Automotive executive George W. Bennett died in Toledo, Ohio, at the age of 48 from complications due to appendicitis. While anything but a household name today like Henry Ford, Bennett was very much well-known in his lifetime and held in high regard.  The Horseless Age: The Automobile Trade Magazine noted at the time of his death, “In the death of George W. Bennett the automobile industry loses an executive general who stood out boldly in his field of endeavor, and a man who was beloved and respected by all those with whom he came into contact.” 

Bennett was born in the seaside town of Worthing in southeastern England in 1864 and came to the United States at an early age.

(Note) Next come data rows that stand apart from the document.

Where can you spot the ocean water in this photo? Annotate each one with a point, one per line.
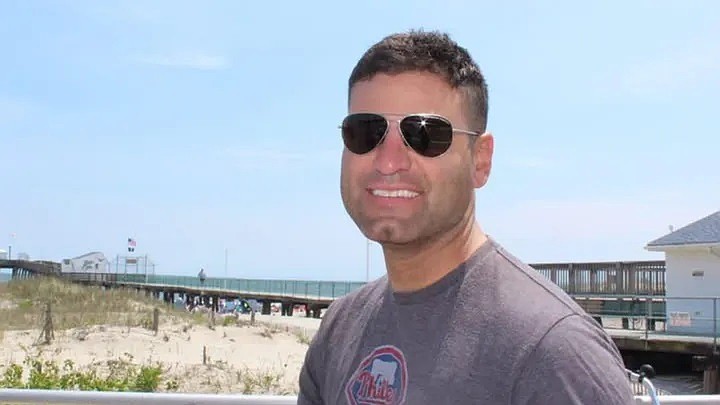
(679, 384)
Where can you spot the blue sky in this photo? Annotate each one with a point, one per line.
(199, 126)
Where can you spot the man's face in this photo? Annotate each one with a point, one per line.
(441, 188)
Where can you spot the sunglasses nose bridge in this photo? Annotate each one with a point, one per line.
(393, 129)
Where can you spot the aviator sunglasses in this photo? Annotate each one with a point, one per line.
(429, 135)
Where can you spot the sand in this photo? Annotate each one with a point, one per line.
(265, 358)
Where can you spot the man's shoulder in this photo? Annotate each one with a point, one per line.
(353, 307)
(359, 298)
(536, 293)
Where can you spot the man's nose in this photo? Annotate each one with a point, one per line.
(392, 155)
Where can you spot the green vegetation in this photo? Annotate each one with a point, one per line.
(117, 375)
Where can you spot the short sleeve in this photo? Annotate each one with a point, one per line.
(309, 392)
(574, 363)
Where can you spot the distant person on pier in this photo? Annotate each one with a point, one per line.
(201, 276)
(457, 319)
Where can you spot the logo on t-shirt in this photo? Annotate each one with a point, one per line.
(380, 379)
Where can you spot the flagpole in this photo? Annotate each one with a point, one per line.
(367, 260)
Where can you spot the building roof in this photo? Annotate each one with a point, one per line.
(704, 231)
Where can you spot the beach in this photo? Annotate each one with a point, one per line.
(234, 357)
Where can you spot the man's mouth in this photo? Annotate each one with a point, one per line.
(394, 193)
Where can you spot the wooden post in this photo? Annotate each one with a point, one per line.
(48, 328)
(710, 381)
(156, 320)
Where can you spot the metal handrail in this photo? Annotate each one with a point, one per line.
(58, 397)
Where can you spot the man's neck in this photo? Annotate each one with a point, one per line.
(413, 268)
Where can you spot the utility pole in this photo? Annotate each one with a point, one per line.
(225, 281)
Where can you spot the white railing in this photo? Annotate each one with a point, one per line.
(56, 397)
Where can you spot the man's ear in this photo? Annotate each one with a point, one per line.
(482, 150)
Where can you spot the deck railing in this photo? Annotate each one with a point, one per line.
(56, 397)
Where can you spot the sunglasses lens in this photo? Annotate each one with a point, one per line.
(427, 135)
(362, 132)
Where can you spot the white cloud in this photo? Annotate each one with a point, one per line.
(530, 162)
(676, 70)
(187, 60)
(584, 229)
(12, 110)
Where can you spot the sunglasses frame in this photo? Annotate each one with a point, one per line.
(398, 121)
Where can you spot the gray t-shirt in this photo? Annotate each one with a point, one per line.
(493, 331)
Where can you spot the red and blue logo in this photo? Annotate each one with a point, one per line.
(381, 379)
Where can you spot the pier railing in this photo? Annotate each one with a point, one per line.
(688, 316)
(607, 278)
(55, 397)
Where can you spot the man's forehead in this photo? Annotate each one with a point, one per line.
(404, 92)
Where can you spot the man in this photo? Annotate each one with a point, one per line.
(457, 319)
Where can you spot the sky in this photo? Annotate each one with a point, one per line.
(199, 128)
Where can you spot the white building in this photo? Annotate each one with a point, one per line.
(93, 262)
(692, 270)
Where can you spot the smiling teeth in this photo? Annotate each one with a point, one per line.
(395, 193)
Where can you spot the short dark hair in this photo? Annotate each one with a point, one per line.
(434, 52)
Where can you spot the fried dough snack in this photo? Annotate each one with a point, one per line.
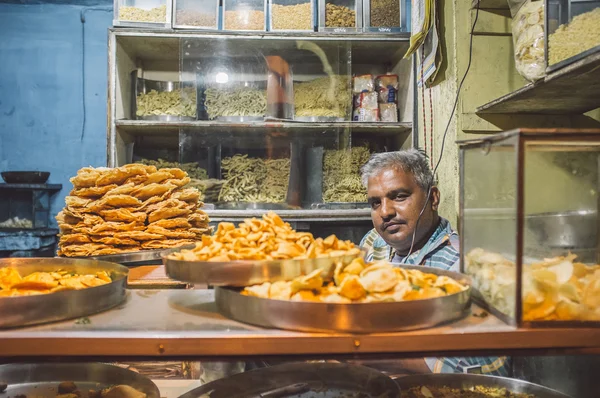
(358, 282)
(13, 284)
(267, 239)
(129, 208)
(556, 288)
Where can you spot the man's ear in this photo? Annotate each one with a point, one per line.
(435, 198)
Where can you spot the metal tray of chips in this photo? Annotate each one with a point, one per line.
(69, 304)
(302, 380)
(249, 272)
(309, 316)
(472, 380)
(42, 380)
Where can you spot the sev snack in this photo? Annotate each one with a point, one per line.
(341, 175)
(470, 392)
(358, 282)
(556, 288)
(130, 208)
(13, 284)
(269, 238)
(254, 179)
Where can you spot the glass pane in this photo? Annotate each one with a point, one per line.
(489, 222)
(560, 242)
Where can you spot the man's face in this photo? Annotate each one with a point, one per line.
(396, 201)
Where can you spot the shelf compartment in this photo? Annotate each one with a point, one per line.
(148, 127)
(185, 323)
(572, 89)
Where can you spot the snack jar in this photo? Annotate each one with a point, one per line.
(340, 16)
(292, 15)
(529, 225)
(244, 15)
(142, 13)
(384, 16)
(572, 31)
(196, 14)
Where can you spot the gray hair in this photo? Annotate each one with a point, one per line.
(411, 161)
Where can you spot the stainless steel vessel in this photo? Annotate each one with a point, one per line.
(460, 380)
(249, 272)
(52, 307)
(302, 380)
(350, 318)
(41, 380)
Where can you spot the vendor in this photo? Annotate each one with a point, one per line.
(408, 230)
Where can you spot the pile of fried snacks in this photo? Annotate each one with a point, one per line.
(129, 208)
(269, 238)
(13, 284)
(358, 282)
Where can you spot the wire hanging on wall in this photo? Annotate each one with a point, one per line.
(446, 130)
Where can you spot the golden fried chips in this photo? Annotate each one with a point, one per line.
(267, 239)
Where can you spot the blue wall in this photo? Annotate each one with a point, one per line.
(41, 89)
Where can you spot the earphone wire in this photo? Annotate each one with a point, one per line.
(432, 183)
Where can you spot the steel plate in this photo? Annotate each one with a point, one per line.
(301, 380)
(41, 380)
(52, 307)
(248, 272)
(346, 318)
(460, 380)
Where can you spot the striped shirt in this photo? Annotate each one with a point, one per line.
(441, 251)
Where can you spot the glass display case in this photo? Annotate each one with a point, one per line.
(196, 14)
(163, 100)
(340, 16)
(529, 224)
(292, 15)
(384, 16)
(572, 30)
(244, 15)
(142, 13)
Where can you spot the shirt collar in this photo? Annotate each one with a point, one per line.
(439, 237)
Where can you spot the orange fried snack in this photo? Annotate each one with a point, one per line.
(269, 238)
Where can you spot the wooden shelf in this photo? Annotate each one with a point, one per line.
(148, 127)
(185, 323)
(572, 89)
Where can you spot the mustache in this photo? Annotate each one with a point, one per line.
(385, 225)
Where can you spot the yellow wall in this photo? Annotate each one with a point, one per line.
(492, 75)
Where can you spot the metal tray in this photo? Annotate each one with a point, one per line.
(41, 380)
(52, 307)
(346, 318)
(319, 119)
(460, 380)
(167, 118)
(248, 272)
(240, 119)
(302, 380)
(142, 256)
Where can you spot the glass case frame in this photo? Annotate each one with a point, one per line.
(517, 141)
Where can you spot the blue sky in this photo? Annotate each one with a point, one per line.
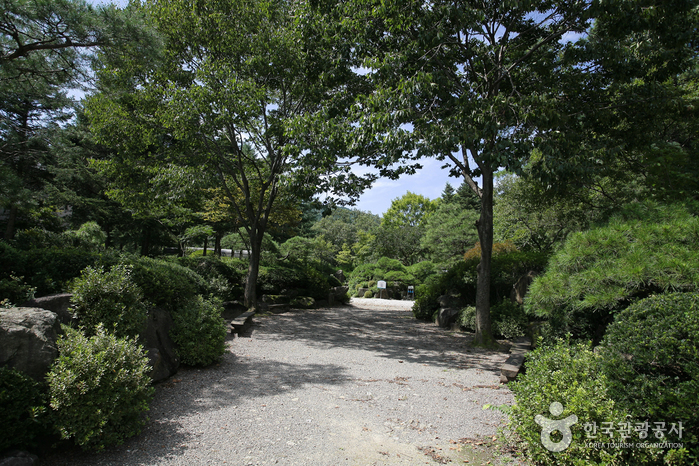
(428, 181)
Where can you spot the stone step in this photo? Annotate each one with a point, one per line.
(242, 322)
(513, 364)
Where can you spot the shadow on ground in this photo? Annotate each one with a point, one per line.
(391, 333)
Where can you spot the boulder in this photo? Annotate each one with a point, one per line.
(160, 347)
(519, 289)
(28, 340)
(58, 303)
(303, 302)
(232, 309)
(19, 458)
(446, 318)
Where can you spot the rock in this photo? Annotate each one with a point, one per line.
(160, 347)
(58, 303)
(232, 309)
(28, 340)
(340, 275)
(19, 458)
(448, 301)
(303, 302)
(276, 299)
(519, 289)
(446, 318)
(339, 292)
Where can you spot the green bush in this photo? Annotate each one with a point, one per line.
(306, 280)
(651, 359)
(24, 406)
(165, 284)
(643, 251)
(509, 319)
(199, 332)
(461, 279)
(47, 270)
(223, 279)
(99, 388)
(570, 375)
(109, 298)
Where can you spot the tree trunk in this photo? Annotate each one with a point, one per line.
(484, 333)
(250, 297)
(10, 230)
(217, 244)
(145, 241)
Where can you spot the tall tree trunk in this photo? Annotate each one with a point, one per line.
(250, 297)
(145, 241)
(484, 333)
(10, 230)
(217, 244)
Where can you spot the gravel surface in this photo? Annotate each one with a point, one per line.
(362, 384)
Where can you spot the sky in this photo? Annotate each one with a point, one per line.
(428, 181)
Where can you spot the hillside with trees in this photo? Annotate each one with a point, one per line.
(187, 159)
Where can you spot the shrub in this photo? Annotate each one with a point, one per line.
(199, 332)
(166, 284)
(22, 417)
(99, 388)
(223, 278)
(109, 298)
(306, 280)
(467, 318)
(645, 250)
(651, 359)
(509, 319)
(570, 375)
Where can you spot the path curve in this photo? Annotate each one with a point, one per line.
(360, 385)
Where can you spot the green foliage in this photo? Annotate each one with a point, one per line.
(392, 271)
(110, 299)
(509, 319)
(47, 270)
(307, 281)
(24, 406)
(646, 249)
(166, 284)
(461, 279)
(223, 278)
(651, 359)
(568, 374)
(199, 332)
(99, 388)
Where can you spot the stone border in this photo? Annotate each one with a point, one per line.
(520, 347)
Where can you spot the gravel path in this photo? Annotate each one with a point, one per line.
(363, 384)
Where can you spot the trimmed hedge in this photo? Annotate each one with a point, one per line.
(645, 250)
(23, 414)
(99, 388)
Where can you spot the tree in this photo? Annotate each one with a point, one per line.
(44, 49)
(235, 90)
(491, 85)
(402, 228)
(451, 230)
(474, 80)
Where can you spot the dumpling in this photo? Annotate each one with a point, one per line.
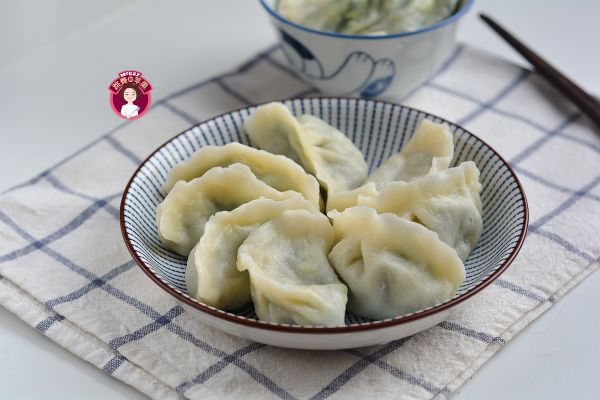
(392, 266)
(211, 275)
(183, 213)
(275, 170)
(349, 198)
(428, 151)
(447, 202)
(320, 148)
(291, 281)
(336, 161)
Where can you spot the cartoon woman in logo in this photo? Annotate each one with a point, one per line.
(129, 94)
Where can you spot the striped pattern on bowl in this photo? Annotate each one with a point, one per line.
(378, 129)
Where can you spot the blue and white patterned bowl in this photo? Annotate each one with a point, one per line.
(385, 66)
(379, 129)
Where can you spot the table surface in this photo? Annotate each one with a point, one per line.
(54, 101)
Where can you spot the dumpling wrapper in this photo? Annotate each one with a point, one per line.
(447, 203)
(392, 266)
(211, 275)
(349, 198)
(291, 280)
(275, 170)
(188, 206)
(320, 148)
(428, 151)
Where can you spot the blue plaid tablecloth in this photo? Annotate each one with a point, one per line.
(65, 270)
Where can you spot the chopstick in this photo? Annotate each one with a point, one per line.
(582, 99)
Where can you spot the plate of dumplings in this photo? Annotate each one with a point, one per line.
(325, 222)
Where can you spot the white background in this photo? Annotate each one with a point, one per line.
(57, 59)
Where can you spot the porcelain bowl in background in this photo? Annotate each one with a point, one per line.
(384, 66)
(378, 129)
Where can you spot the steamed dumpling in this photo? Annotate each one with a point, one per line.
(211, 274)
(349, 198)
(277, 171)
(392, 266)
(184, 212)
(291, 280)
(447, 202)
(320, 148)
(333, 158)
(428, 151)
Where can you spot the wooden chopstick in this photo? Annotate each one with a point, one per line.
(582, 99)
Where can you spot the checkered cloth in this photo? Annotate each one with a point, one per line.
(65, 270)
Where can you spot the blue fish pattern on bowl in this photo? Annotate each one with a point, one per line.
(373, 76)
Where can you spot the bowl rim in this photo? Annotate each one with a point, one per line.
(365, 326)
(448, 20)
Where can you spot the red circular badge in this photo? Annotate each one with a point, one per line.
(130, 94)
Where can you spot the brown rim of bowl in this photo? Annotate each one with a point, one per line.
(324, 329)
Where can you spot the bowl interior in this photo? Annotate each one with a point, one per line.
(378, 129)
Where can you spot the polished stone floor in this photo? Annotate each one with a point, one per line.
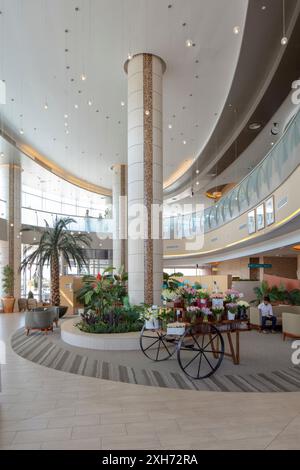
(42, 408)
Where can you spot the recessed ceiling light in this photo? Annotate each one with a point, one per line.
(254, 126)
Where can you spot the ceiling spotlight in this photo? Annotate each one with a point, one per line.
(254, 126)
(275, 129)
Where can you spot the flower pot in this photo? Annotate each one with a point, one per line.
(175, 330)
(8, 304)
(219, 317)
(202, 303)
(230, 315)
(152, 324)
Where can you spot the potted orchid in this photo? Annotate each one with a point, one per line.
(202, 297)
(169, 297)
(242, 309)
(218, 312)
(232, 309)
(188, 295)
(193, 312)
(232, 295)
(206, 313)
(150, 316)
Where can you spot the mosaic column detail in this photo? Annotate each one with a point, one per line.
(10, 182)
(145, 176)
(119, 190)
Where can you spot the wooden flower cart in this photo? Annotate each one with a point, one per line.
(200, 347)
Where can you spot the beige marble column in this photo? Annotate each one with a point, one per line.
(145, 174)
(119, 194)
(10, 183)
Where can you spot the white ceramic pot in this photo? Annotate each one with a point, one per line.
(152, 324)
(175, 331)
(231, 315)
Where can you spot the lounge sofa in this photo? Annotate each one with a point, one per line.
(278, 310)
(290, 325)
(41, 319)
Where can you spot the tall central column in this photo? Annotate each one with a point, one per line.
(145, 176)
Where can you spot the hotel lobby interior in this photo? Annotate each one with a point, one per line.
(149, 225)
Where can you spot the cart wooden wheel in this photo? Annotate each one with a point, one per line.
(157, 345)
(200, 351)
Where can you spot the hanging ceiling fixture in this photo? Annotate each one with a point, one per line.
(284, 39)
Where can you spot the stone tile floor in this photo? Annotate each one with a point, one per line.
(43, 408)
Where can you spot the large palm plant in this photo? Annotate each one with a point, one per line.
(55, 243)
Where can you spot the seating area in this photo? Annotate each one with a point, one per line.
(288, 319)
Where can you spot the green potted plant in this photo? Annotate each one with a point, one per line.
(57, 243)
(8, 280)
(217, 313)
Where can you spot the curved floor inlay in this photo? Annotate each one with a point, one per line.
(132, 367)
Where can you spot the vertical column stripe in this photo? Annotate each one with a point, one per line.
(148, 174)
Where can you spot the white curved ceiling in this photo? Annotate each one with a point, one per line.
(34, 61)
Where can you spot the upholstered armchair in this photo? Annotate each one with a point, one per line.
(39, 320)
(290, 325)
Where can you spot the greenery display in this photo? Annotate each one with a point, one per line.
(172, 281)
(119, 320)
(8, 278)
(56, 243)
(277, 294)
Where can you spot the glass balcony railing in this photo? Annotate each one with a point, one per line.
(39, 218)
(266, 177)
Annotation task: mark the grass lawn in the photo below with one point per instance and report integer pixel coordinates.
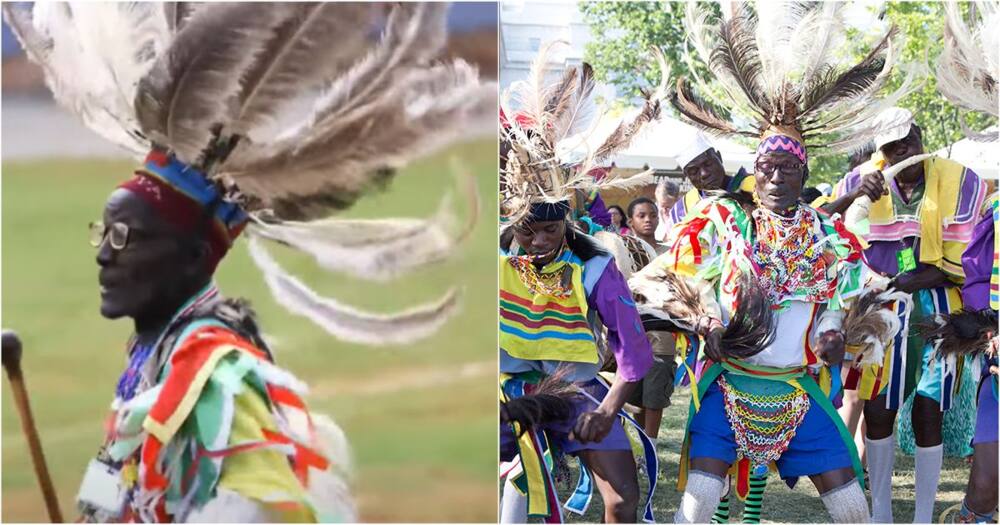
(421, 418)
(781, 504)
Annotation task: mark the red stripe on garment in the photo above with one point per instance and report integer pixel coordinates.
(284, 396)
(305, 457)
(517, 318)
(539, 307)
(187, 361)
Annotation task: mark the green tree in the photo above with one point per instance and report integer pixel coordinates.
(623, 33)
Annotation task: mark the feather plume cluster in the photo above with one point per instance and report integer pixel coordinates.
(969, 66)
(550, 401)
(962, 333)
(294, 110)
(781, 69)
(547, 121)
(665, 295)
(871, 325)
(629, 252)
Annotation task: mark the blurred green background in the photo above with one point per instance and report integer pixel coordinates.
(421, 418)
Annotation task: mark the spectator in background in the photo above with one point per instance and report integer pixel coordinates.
(618, 221)
(667, 193)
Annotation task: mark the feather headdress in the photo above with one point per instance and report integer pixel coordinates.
(664, 295)
(289, 111)
(782, 73)
(548, 121)
(969, 66)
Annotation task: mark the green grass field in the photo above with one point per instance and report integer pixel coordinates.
(781, 504)
(421, 418)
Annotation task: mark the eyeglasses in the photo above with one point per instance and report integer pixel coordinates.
(789, 168)
(117, 234)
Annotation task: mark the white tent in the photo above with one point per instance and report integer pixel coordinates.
(981, 157)
(658, 144)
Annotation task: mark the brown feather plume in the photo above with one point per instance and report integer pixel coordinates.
(752, 324)
(870, 324)
(190, 89)
(961, 333)
(550, 401)
(850, 83)
(700, 111)
(737, 54)
(622, 136)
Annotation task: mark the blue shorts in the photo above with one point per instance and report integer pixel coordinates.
(986, 413)
(816, 447)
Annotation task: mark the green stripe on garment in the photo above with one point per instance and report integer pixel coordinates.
(512, 307)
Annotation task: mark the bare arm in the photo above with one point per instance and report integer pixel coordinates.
(872, 185)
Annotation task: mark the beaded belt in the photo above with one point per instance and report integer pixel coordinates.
(764, 415)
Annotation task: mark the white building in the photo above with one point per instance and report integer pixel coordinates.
(526, 26)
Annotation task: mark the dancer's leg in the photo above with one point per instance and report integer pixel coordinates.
(704, 487)
(513, 505)
(981, 493)
(927, 419)
(881, 447)
(842, 496)
(617, 481)
(751, 509)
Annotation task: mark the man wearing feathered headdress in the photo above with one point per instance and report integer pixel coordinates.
(557, 288)
(205, 426)
(767, 402)
(917, 231)
(702, 165)
(967, 74)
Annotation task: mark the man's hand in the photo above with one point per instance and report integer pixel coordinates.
(830, 347)
(713, 343)
(872, 186)
(592, 427)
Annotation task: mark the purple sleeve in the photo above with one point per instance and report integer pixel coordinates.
(977, 262)
(626, 337)
(599, 213)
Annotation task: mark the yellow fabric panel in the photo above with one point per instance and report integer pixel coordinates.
(263, 475)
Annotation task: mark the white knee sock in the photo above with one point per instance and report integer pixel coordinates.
(881, 456)
(701, 496)
(847, 503)
(927, 471)
(513, 506)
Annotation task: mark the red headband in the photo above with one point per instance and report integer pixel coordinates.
(180, 211)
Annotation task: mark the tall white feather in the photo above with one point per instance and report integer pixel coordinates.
(348, 323)
(380, 249)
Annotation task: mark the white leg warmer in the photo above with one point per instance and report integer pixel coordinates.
(881, 456)
(701, 496)
(847, 504)
(927, 471)
(513, 505)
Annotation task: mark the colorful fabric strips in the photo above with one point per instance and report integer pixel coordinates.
(539, 325)
(222, 400)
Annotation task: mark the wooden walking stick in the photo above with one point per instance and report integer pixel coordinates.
(11, 353)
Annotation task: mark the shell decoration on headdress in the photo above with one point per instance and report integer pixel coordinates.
(548, 122)
(292, 111)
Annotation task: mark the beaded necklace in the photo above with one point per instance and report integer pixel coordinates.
(129, 381)
(542, 283)
(787, 257)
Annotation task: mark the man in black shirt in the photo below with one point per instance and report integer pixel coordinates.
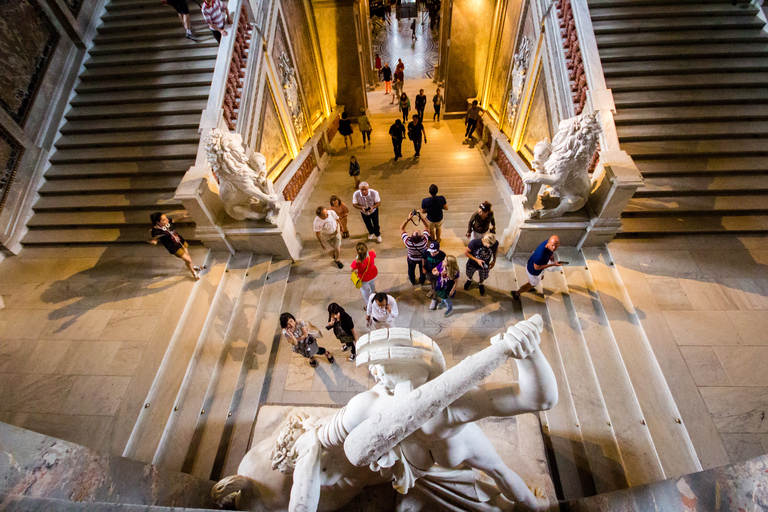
(415, 131)
(397, 132)
(421, 104)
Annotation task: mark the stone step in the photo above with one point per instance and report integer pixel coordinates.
(713, 23)
(640, 461)
(698, 224)
(740, 183)
(252, 379)
(206, 52)
(148, 82)
(688, 98)
(136, 110)
(189, 405)
(644, 68)
(662, 38)
(125, 139)
(98, 220)
(712, 81)
(708, 148)
(669, 11)
(123, 154)
(561, 423)
(130, 170)
(694, 205)
(658, 115)
(144, 70)
(110, 185)
(152, 419)
(660, 413)
(601, 445)
(691, 131)
(130, 124)
(210, 430)
(91, 99)
(92, 236)
(688, 51)
(106, 202)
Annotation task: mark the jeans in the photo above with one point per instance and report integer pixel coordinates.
(412, 271)
(417, 146)
(372, 223)
(368, 288)
(398, 145)
(471, 124)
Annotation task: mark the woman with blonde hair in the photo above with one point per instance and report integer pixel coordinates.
(447, 272)
(366, 270)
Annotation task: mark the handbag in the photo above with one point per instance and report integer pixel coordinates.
(356, 278)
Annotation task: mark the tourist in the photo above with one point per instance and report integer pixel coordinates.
(397, 132)
(367, 201)
(327, 229)
(338, 206)
(430, 259)
(302, 342)
(416, 243)
(386, 75)
(420, 103)
(343, 328)
(345, 128)
(354, 170)
(183, 9)
(447, 273)
(164, 230)
(216, 16)
(481, 222)
(381, 311)
(432, 207)
(438, 101)
(541, 259)
(415, 132)
(405, 106)
(481, 258)
(470, 119)
(365, 268)
(364, 124)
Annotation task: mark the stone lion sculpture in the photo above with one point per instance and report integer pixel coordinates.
(563, 164)
(244, 189)
(415, 429)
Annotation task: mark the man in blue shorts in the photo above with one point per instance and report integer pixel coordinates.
(541, 259)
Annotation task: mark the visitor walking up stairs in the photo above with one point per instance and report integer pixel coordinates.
(130, 131)
(690, 82)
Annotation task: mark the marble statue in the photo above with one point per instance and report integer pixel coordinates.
(415, 428)
(562, 166)
(244, 188)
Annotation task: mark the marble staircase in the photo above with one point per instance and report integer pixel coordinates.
(690, 83)
(202, 405)
(130, 130)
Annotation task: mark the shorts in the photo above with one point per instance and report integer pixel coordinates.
(533, 280)
(334, 239)
(181, 250)
(180, 6)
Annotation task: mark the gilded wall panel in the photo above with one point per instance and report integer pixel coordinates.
(272, 142)
(27, 41)
(538, 122)
(301, 40)
(506, 48)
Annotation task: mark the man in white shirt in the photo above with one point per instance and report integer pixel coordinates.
(367, 201)
(326, 226)
(381, 311)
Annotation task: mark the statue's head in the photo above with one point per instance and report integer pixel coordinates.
(399, 355)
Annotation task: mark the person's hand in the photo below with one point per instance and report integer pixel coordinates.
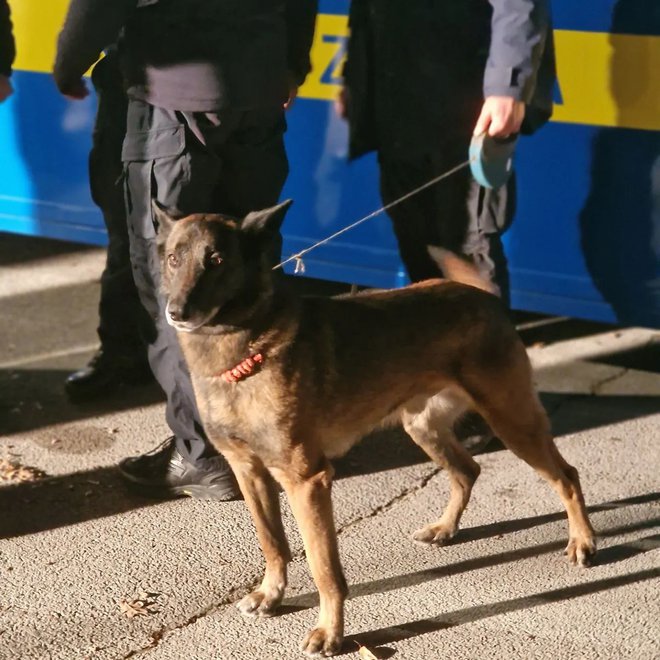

As with many others who gained prominence in the nascent years of the automobile industry, Bennett started out working with bicycles. He began his career in the bicycle business in the early 1880s as a traveling salesman for Chicago’s Gormully & Jeffery Manufacturing Company (G&J), which produced the Rambler bicycle. Rising up through that company’s ranks, Bennett became sales manager at the G&J plant in Kenosha, Wisconsin. 

G&J eventually began manufacturing automobiles at its Kenosha plant, and Bennett assumed a pivotal role in building up that new business for the company. He left G&J in 1906, subsequently serving in management positions for a couple of other automobile manufacturers. 

Ultimately, in 1910, Bennett accepted an offer from John N. Willys (who had likewise started his career selling bicycles) to work for that automotive pioneer’s company. Bennett’s death would “be most seriously felt by John N. Willys, who . . . had practically placed the entire management of his enormous interests in the hands of Bennett,” noted The Horseless Age.